Biden wanted it to be clear that the US wouldn’t allow antisemitism to flourish in the Human Rights Council, she said, adding, “Quite the opposite.”

Taylor clarified that no country, including Israel and the US, is above the scrutiny of the Council. She affirmed Israel’s right to defend itself, particularly against Hamas, stressing the importance of adherence to international law.

“Every country, however, should be evaluated within the same parameters and the same methodology, and that’s not true for Israel,” she said.

The US has voted no against all resolutions tabled under Agenda Item 7, and increasingly more countries have refused to participate in that session, Taylor said. She also led a joint statement against the open-ended commission of inquiry on Israel.

Taylor has also worked to help foster a better understanding of what antisemitism is and build global coalitions around them in Geneva, including helping to develop a UN strategy to combat it.

“Antisemitism falls under a couple of different buckets” at the UN, such as religious freedom and tolerance as well as racism,” she said.

“People do not always understand antisemitism when and where it shows up,” Taylor said, including with respect to October 7.

“Jews around the world, regardless of their affiliation or lack of affiliation with Israel, are experiencing hate, discrimination, and violence,” particularly since anti-Israel bias is “more socially acceptable,” Taylor said.

On Monday morning, October 9, 2023, Taylor called for a moment of silence at the Human Rights Council for the more than 1,200 victims of the Hamas attack. “I’m pretty sure I was the first US official to speak in any kind of in-person setting about October 7,” she said.

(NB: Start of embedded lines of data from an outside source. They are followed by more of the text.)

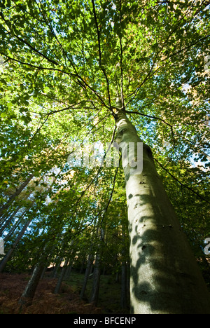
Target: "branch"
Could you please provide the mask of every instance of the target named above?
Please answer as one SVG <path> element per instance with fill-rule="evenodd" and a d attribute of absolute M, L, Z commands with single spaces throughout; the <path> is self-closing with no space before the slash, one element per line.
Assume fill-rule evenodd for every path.
<path fill-rule="evenodd" d="M 210 204 L 210 202 L 209 202 L 205 198 L 204 198 L 197 191 L 195 191 L 195 190 L 192 189 L 192 188 L 190 188 L 188 186 L 186 186 L 186 184 L 181 182 L 181 181 L 179 181 L 176 177 L 175 177 L 174 175 L 172 175 L 172 173 L 170 173 L 165 168 L 164 168 L 164 166 L 162 166 L 162 165 L 160 164 L 160 163 L 156 158 L 154 158 L 154 160 L 159 164 L 160 168 L 162 168 L 164 171 L 166 171 L 173 179 L 174 179 L 174 180 L 177 181 L 177 182 L 178 182 L 181 186 L 182 186 L 186 188 L 187 189 L 190 190 L 190 191 L 192 191 L 192 193 L 193 193 L 196 196 L 197 196 L 200 199 L 202 199 L 202 200 L 204 200 L 205 202 L 208 203 L 208 204 Z"/>
<path fill-rule="evenodd" d="M 167 125 L 169 126 L 170 129 L 171 129 L 171 131 L 172 131 L 172 138 L 173 138 L 174 149 L 175 148 L 176 141 L 175 141 L 175 138 L 174 138 L 174 133 L 173 126 L 171 124 L 166 122 L 164 120 L 163 120 L 162 118 L 160 118 L 160 117 L 152 116 L 150 115 L 147 115 L 147 114 L 145 114 L 144 113 L 139 113 L 139 111 L 125 111 L 125 113 L 131 114 L 138 114 L 138 115 L 141 115 L 142 116 L 148 117 L 148 118 L 154 118 L 155 120 L 160 121 L 161 122 L 163 122 Z"/>
<path fill-rule="evenodd" d="M 94 21 L 95 21 L 95 25 L 97 28 L 97 39 L 98 39 L 98 45 L 99 45 L 99 66 L 102 69 L 102 71 L 104 73 L 104 75 L 105 76 L 106 83 L 107 83 L 107 92 L 108 92 L 108 103 L 109 103 L 109 109 L 111 111 L 112 114 L 114 116 L 114 113 L 111 104 L 111 96 L 110 96 L 110 92 L 109 92 L 109 82 L 106 73 L 105 69 L 103 67 L 102 64 L 102 50 L 101 50 L 101 41 L 100 41 L 100 31 L 99 29 L 99 25 L 98 25 L 98 22 L 97 22 L 97 15 L 96 15 L 96 11 L 95 11 L 95 6 L 94 6 L 94 0 L 92 0 L 92 8 L 93 8 L 93 13 L 94 13 Z"/>

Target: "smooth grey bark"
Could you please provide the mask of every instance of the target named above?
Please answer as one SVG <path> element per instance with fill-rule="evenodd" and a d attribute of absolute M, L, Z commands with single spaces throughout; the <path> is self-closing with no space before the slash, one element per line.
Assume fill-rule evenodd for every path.
<path fill-rule="evenodd" d="M 80 292 L 80 299 L 83 299 L 84 298 L 85 292 L 85 289 L 86 289 L 86 287 L 87 287 L 87 284 L 88 284 L 88 278 L 89 278 L 89 275 L 90 274 L 91 267 L 92 266 L 93 255 L 92 255 L 92 247 L 91 247 L 90 254 L 89 254 L 88 258 L 88 263 L 87 263 L 87 267 L 86 267 L 85 273 L 85 278 L 84 278 L 84 280 L 83 280 L 82 290 L 81 290 L 81 292 Z"/>
<path fill-rule="evenodd" d="M 19 186 L 19 188 L 16 190 L 15 193 L 12 195 L 10 198 L 8 200 L 6 204 L 4 204 L 0 208 L 0 216 L 4 213 L 4 211 L 6 210 L 10 205 L 15 200 L 16 197 L 18 197 L 20 193 L 23 191 L 23 189 L 29 184 L 30 181 L 33 179 L 34 175 L 30 175 L 28 178 Z"/>
<path fill-rule="evenodd" d="M 67 270 L 69 260 L 69 257 L 68 257 L 68 258 L 66 258 L 65 259 L 64 266 L 62 267 L 62 271 L 60 273 L 60 275 L 59 276 L 57 285 L 56 285 L 55 290 L 54 290 L 54 294 L 58 294 L 59 293 L 62 282 L 63 281 L 64 275 L 65 275 L 66 271 Z"/>
<path fill-rule="evenodd" d="M 97 235 L 98 234 L 98 231 Z M 95 257 L 95 264 L 93 271 L 93 279 L 92 279 L 92 292 L 90 298 L 90 303 L 92 303 L 97 306 L 98 299 L 99 299 L 99 285 L 100 285 L 100 278 L 101 278 L 101 266 L 102 266 L 102 242 L 104 240 L 105 237 L 105 230 L 101 228 L 100 235 L 99 235 L 99 243 L 98 247 L 98 250 L 96 254 Z"/>
<path fill-rule="evenodd" d="M 125 308 L 127 303 L 127 266 L 126 262 L 122 263 L 121 267 L 121 298 L 120 303 L 122 308 Z"/>
<path fill-rule="evenodd" d="M 21 307 L 22 306 L 30 306 L 31 305 L 45 265 L 46 261 L 41 261 L 35 266 L 31 279 L 18 301 Z"/>
<path fill-rule="evenodd" d="M 93 271 L 92 286 L 90 303 L 95 306 L 97 305 L 99 299 L 99 291 L 101 278 L 101 254 L 99 252 L 96 254 L 95 265 Z"/>
<path fill-rule="evenodd" d="M 118 108 L 122 107 L 118 104 Z M 118 109 L 116 139 L 141 142 Z M 124 149 L 123 149 L 124 148 Z M 123 156 L 123 155 L 122 155 Z M 136 160 L 133 153 L 132 164 Z M 143 171 L 124 167 L 128 207 L 131 313 L 210 314 L 209 293 L 186 236 L 157 173 L 150 149 L 143 147 Z"/>

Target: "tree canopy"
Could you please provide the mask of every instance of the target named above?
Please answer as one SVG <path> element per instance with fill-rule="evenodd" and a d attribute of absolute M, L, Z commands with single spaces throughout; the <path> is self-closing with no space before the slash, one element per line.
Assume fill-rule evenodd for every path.
<path fill-rule="evenodd" d="M 102 229 L 104 261 L 128 261 L 122 168 L 68 163 L 75 144 L 113 141 L 118 97 L 201 257 L 210 236 L 209 2 L 1 0 L 0 22 L 6 248 L 29 220 L 10 265 L 31 265 L 46 244 L 51 259 L 64 257 L 72 240 L 83 257 Z"/>

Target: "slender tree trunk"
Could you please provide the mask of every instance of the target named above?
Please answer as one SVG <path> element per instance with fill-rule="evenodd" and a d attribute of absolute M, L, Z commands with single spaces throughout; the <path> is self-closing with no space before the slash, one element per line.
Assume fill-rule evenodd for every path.
<path fill-rule="evenodd" d="M 95 306 L 97 305 L 99 299 L 99 285 L 101 278 L 101 266 L 102 266 L 102 240 L 104 240 L 105 230 L 101 229 L 101 235 L 99 236 L 100 241 L 99 244 L 98 251 L 96 254 L 95 264 L 93 272 L 92 287 L 90 303 L 92 303 Z"/>
<path fill-rule="evenodd" d="M 121 306 L 122 308 L 127 308 L 127 266 L 125 261 L 122 263 L 121 274 Z"/>
<path fill-rule="evenodd" d="M 31 305 L 45 266 L 46 261 L 41 261 L 35 266 L 31 278 L 19 300 L 18 303 L 21 307 L 22 306 L 30 306 Z"/>
<path fill-rule="evenodd" d="M 22 237 L 24 234 L 27 227 L 29 226 L 29 225 L 30 224 L 31 222 L 31 219 L 27 221 L 27 223 L 25 224 L 25 225 L 24 226 L 22 229 L 21 230 L 20 233 L 18 235 L 15 242 L 13 244 L 11 248 L 6 253 L 6 254 L 4 257 L 3 260 L 0 263 L 0 273 L 1 273 L 3 271 L 3 270 L 4 269 L 8 261 L 11 258 L 11 257 L 13 255 L 13 253 L 14 250 L 15 250 L 15 247 L 16 247 L 17 245 L 18 244 L 20 239 L 22 238 Z"/>
<path fill-rule="evenodd" d="M 118 104 L 118 107 L 121 107 Z M 125 114 L 116 115 L 116 142 L 141 142 Z M 150 149 L 143 171 L 125 166 L 130 242 L 132 313 L 210 314 L 209 293 L 162 183 Z"/>
<path fill-rule="evenodd" d="M 99 291 L 101 278 L 101 254 L 99 252 L 96 255 L 95 265 L 93 272 L 92 287 L 90 303 L 93 303 L 95 306 L 97 305 L 99 299 Z"/>
<path fill-rule="evenodd" d="M 59 293 L 59 289 L 60 289 L 60 287 L 61 287 L 61 284 L 62 284 L 62 282 L 63 281 L 64 275 L 65 275 L 66 271 L 67 268 L 68 268 L 69 260 L 69 257 L 66 258 L 66 260 L 65 260 L 64 266 L 62 267 L 62 272 L 60 273 L 60 275 L 59 276 L 59 279 L 58 279 L 57 285 L 55 286 L 55 290 L 54 290 L 54 294 L 58 294 Z"/>
<path fill-rule="evenodd" d="M 93 256 L 92 256 L 92 247 L 91 246 L 91 248 L 90 248 L 90 254 L 89 254 L 88 258 L 87 267 L 86 267 L 86 270 L 85 270 L 85 278 L 84 278 L 84 280 L 83 280 L 82 290 L 81 290 L 80 295 L 80 299 L 83 299 L 84 298 L 84 295 L 85 295 L 85 289 L 86 289 L 86 287 L 87 287 L 87 284 L 88 284 L 88 278 L 89 278 L 90 274 L 90 269 L 91 269 L 91 267 L 92 267 L 92 257 L 93 257 Z"/>

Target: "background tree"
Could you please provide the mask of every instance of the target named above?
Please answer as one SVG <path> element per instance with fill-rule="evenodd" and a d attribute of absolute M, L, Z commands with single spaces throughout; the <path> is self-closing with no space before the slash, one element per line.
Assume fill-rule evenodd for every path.
<path fill-rule="evenodd" d="M 202 247 L 202 240 L 206 237 L 204 235 L 209 229 L 206 219 L 209 205 L 206 186 L 209 75 L 204 66 L 205 57 L 209 55 L 209 9 L 207 1 L 190 0 L 180 3 L 1 1 L 0 55 L 4 60 L 0 81 L 0 141 L 4 144 L 1 160 L 3 210 L 9 199 L 6 190 L 8 187 L 18 190 L 20 186 L 20 182 L 14 182 L 26 181 L 30 175 L 40 178 L 57 166 L 63 179 L 49 191 L 48 199 L 52 203 L 48 207 L 38 203 L 38 224 L 43 223 L 42 217 L 46 214 L 48 218 L 43 228 L 39 226 L 39 228 L 49 231 L 48 224 L 53 222 L 59 232 L 71 229 L 77 234 L 83 231 L 102 218 L 103 211 L 108 213 L 115 192 L 120 194 L 120 184 L 125 186 L 125 182 L 120 179 L 120 183 L 116 183 L 120 170 L 104 167 L 75 168 L 73 178 L 69 179 L 72 167 L 66 163 L 68 145 L 77 142 L 85 146 L 87 137 L 90 143 L 102 141 L 104 144 L 117 137 L 118 140 L 125 139 L 127 142 L 144 142 L 144 163 L 147 172 L 143 175 L 153 172 L 154 179 L 150 181 L 148 178 L 144 180 L 143 175 L 138 177 L 142 187 L 137 193 L 139 197 L 142 196 L 136 203 L 139 218 L 144 212 L 143 200 L 146 200 L 146 194 L 141 193 L 144 186 L 156 190 L 153 193 L 155 197 L 163 190 L 158 180 L 154 183 L 156 169 L 150 148 L 146 146 L 148 144 L 171 202 L 178 209 L 182 229 L 193 247 L 198 243 Z M 130 137 L 126 139 L 128 131 Z M 200 161 L 200 168 L 195 167 L 195 160 Z M 127 200 L 130 210 L 134 198 L 132 199 L 132 186 L 128 187 L 130 172 L 126 170 Z M 99 194 L 99 207 L 96 201 Z M 164 205 L 160 195 L 158 203 L 158 196 L 147 201 L 147 209 L 157 210 L 160 205 L 159 212 L 169 213 L 170 205 L 167 200 L 167 205 Z M 193 212 L 192 203 L 196 209 Z M 197 214 L 201 207 L 202 214 L 198 219 Z M 115 213 L 118 214 L 119 210 L 118 207 Z M 155 217 L 151 228 L 154 231 L 159 221 L 158 215 Z M 62 218 L 59 226 L 56 217 Z M 164 217 L 168 219 L 167 214 Z M 130 220 L 130 229 L 133 219 Z M 174 221 L 168 224 L 166 221 L 162 222 L 162 226 L 174 228 Z M 173 247 L 172 240 L 174 245 L 180 244 L 173 228 L 169 231 L 174 240 L 164 240 L 164 244 L 162 237 L 158 237 L 159 245 L 162 245 L 160 253 L 167 249 L 164 260 L 170 257 L 172 251 L 166 245 Z M 177 228 L 177 233 L 180 228 Z M 158 236 L 150 236 L 145 243 L 143 239 L 140 240 L 136 229 L 130 231 L 130 249 L 133 247 L 134 251 L 136 247 L 130 254 L 141 254 L 135 260 L 138 265 L 131 264 L 132 310 L 209 312 L 204 308 L 207 306 L 204 299 L 198 302 L 202 304 L 200 308 L 197 308 L 196 292 L 190 296 L 184 292 L 186 281 L 192 277 L 190 268 L 183 268 L 181 264 L 178 268 L 174 266 L 180 258 L 178 253 L 184 253 L 181 250 L 177 251 L 173 260 L 171 259 L 174 268 L 171 274 L 166 273 L 169 275 L 167 281 L 169 276 L 179 275 L 182 295 L 188 295 L 195 304 L 179 308 L 180 299 L 184 299 L 180 296 L 181 292 L 179 297 L 172 296 L 174 292 L 177 292 L 176 280 L 170 299 L 177 301 L 169 303 L 163 295 L 162 303 L 154 303 L 153 295 L 155 294 L 155 299 L 160 295 L 160 286 L 163 284 L 164 279 L 160 283 L 157 278 L 164 266 L 162 263 L 160 265 L 158 262 L 158 275 L 153 275 L 153 266 L 144 270 L 148 275 L 141 277 L 143 285 L 138 280 L 141 275 L 139 269 L 151 258 L 153 238 L 156 240 Z M 71 239 L 71 235 L 66 235 Z M 195 238 L 195 235 L 199 237 Z M 183 245 L 186 245 L 185 242 Z M 64 254 L 64 246 L 63 249 Z M 146 249 L 150 252 L 145 255 L 143 251 Z M 144 263 L 144 259 L 146 261 Z M 182 262 L 186 263 L 186 260 Z M 156 287 L 153 291 L 149 277 L 155 275 Z M 204 292 L 201 298 L 204 295 Z"/>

“By Wednesday or Thursday, however, we were starting to see a real shift in the amount of support that Israel received here and a shift in the narrative about what October 7 meant,” she recalled.

“There are a lot of narratives out there about October 7, but one thing we have been very clear about is that there is never any excuse or justification for terrorism full stop. Any statement to the contrary, we will push back on with full force,” she declared.

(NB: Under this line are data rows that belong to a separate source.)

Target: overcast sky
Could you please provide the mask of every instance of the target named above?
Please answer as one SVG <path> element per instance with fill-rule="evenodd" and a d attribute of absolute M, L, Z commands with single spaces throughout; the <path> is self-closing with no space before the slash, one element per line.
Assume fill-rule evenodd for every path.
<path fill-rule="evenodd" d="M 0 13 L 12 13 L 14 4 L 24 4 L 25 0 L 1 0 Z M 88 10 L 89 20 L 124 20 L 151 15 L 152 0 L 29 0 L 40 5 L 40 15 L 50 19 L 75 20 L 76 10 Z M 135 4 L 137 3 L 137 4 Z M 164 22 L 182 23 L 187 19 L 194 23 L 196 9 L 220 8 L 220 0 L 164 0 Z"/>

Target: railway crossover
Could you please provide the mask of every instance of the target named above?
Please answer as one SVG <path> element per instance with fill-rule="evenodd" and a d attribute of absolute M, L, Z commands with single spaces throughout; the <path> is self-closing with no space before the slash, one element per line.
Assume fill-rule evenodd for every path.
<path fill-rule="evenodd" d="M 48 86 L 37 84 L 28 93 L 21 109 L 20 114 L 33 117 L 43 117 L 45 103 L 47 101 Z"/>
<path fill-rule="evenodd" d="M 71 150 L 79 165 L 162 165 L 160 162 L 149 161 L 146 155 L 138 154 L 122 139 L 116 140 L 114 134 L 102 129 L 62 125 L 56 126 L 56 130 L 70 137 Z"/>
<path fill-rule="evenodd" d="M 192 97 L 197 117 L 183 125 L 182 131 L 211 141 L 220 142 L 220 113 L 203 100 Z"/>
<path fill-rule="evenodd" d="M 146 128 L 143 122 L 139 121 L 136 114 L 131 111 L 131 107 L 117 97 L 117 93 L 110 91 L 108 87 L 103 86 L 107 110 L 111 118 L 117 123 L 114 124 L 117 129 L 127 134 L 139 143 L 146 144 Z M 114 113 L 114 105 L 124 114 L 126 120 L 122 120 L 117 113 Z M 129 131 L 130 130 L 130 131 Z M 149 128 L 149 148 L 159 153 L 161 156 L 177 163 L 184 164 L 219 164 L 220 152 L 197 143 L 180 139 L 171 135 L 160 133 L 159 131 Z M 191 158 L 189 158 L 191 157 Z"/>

What startled her the most, however, was the reaction to Hamas’s use of sexual violence, including rape, as a weapon of war.

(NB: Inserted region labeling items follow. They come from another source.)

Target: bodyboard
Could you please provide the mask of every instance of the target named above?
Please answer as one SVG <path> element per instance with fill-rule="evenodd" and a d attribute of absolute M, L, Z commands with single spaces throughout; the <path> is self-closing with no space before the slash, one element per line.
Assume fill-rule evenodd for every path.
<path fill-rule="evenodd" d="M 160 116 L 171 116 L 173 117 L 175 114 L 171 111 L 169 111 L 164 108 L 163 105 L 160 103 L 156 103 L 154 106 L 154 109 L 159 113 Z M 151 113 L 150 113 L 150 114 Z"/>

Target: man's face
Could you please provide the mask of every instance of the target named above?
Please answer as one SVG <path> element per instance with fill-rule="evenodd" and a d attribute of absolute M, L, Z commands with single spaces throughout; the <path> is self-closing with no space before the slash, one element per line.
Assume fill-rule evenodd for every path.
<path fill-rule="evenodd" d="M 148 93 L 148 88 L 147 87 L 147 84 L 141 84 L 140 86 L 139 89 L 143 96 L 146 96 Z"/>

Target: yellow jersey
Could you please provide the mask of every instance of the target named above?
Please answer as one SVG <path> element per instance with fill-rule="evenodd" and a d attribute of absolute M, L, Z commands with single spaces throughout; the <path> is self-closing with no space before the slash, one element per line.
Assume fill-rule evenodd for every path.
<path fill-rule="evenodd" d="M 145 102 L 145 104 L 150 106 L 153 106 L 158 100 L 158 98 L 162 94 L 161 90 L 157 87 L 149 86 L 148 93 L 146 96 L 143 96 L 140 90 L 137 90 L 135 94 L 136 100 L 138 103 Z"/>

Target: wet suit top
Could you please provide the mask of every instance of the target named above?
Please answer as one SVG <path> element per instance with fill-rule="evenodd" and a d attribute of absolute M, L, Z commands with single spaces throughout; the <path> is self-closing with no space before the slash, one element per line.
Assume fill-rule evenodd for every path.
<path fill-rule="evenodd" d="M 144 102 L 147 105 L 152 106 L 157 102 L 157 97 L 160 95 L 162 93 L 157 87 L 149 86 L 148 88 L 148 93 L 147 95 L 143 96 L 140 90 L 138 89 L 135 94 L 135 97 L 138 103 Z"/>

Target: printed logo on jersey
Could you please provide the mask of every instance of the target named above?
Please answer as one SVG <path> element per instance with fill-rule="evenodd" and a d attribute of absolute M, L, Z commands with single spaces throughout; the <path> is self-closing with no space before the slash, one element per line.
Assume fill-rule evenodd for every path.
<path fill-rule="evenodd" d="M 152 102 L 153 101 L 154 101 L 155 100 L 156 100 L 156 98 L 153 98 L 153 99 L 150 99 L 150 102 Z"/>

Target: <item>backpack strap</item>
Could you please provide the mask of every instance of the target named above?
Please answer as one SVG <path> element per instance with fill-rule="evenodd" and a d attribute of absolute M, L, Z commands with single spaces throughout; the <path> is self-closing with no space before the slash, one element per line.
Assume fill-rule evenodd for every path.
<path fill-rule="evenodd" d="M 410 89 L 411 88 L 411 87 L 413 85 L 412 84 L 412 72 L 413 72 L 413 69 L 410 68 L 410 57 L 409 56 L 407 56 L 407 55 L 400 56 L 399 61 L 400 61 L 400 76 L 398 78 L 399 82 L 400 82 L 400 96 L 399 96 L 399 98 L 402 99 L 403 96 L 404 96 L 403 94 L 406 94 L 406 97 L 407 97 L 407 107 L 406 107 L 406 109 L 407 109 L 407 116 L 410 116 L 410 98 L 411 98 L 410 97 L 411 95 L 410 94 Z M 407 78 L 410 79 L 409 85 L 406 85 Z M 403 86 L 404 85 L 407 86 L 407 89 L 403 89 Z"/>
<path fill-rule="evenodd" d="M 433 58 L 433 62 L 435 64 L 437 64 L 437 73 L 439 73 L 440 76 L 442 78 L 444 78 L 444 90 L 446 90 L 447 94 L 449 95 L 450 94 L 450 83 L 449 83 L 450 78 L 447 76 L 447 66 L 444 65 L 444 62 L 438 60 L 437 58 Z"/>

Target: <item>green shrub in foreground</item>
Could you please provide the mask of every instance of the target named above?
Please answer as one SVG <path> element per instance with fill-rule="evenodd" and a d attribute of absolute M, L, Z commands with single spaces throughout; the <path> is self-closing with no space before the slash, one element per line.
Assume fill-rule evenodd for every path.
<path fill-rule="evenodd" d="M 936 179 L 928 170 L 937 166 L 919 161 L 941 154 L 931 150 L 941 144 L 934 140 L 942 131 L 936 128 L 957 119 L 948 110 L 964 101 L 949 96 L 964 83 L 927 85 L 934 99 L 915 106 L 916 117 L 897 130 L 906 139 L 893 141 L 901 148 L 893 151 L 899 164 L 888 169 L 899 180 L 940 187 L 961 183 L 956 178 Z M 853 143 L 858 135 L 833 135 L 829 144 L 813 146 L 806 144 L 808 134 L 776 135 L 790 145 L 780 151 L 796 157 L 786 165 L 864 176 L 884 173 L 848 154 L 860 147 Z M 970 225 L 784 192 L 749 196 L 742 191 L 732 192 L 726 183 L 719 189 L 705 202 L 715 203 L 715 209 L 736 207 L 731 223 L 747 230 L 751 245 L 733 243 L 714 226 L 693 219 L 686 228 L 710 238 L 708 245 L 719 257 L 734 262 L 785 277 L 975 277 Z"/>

As someone with a background in sexual and gender-based violence, “I was expecting the same kind of public outcry” to the rapes and sexual mutilations that occurred on October 7,” Taylor said.

“The silence surprised me. And it wasn’t silence from any one place or any one organization. It was a universal silence.”

Confused, she called US Special Envoy to Monitor and Combat Antisemitism Deborah Lipstadt to discuss the situation.

“I’m really struggling to understand why we’re not seeing the kind of response that we normally see,” she told Lipstadt. “And the only thing that I can think of as a reason is antisemitism because there’s nothing else that differentiates this particular situation.”

Lipstadt “asked my team to put together a comprehensive layout of what normally happens [when] conflict-related, sexual and gender-based violence is very prevalent.

“Together, we wrote an article that was eventually published in The Guardian, calling out the antisemitism behind the lack of response,” Taylor said.

“Here we are, nearly eight decades after the Holocaust...and we see antisemitism alarmingly on the rise to an extent that we never could have predicted.”

She explained that in this latest wave, modern technology, particularly social media, has amplified historical tropes that have metamorphosed in new ways.

Throughout history, what begins with antisemitism never ends with antisemitism, Taylor said. "Hate always breeds more hate, and those who hate are more interconnected than ever at this time."

“I always think of hate like there’s a submarine below the surface sending up its little periscope of antisemitism” to test out the waters, she explained.

If the conclusion is that it can flourish, then “the whole submarine of hate just emerges out of the water.”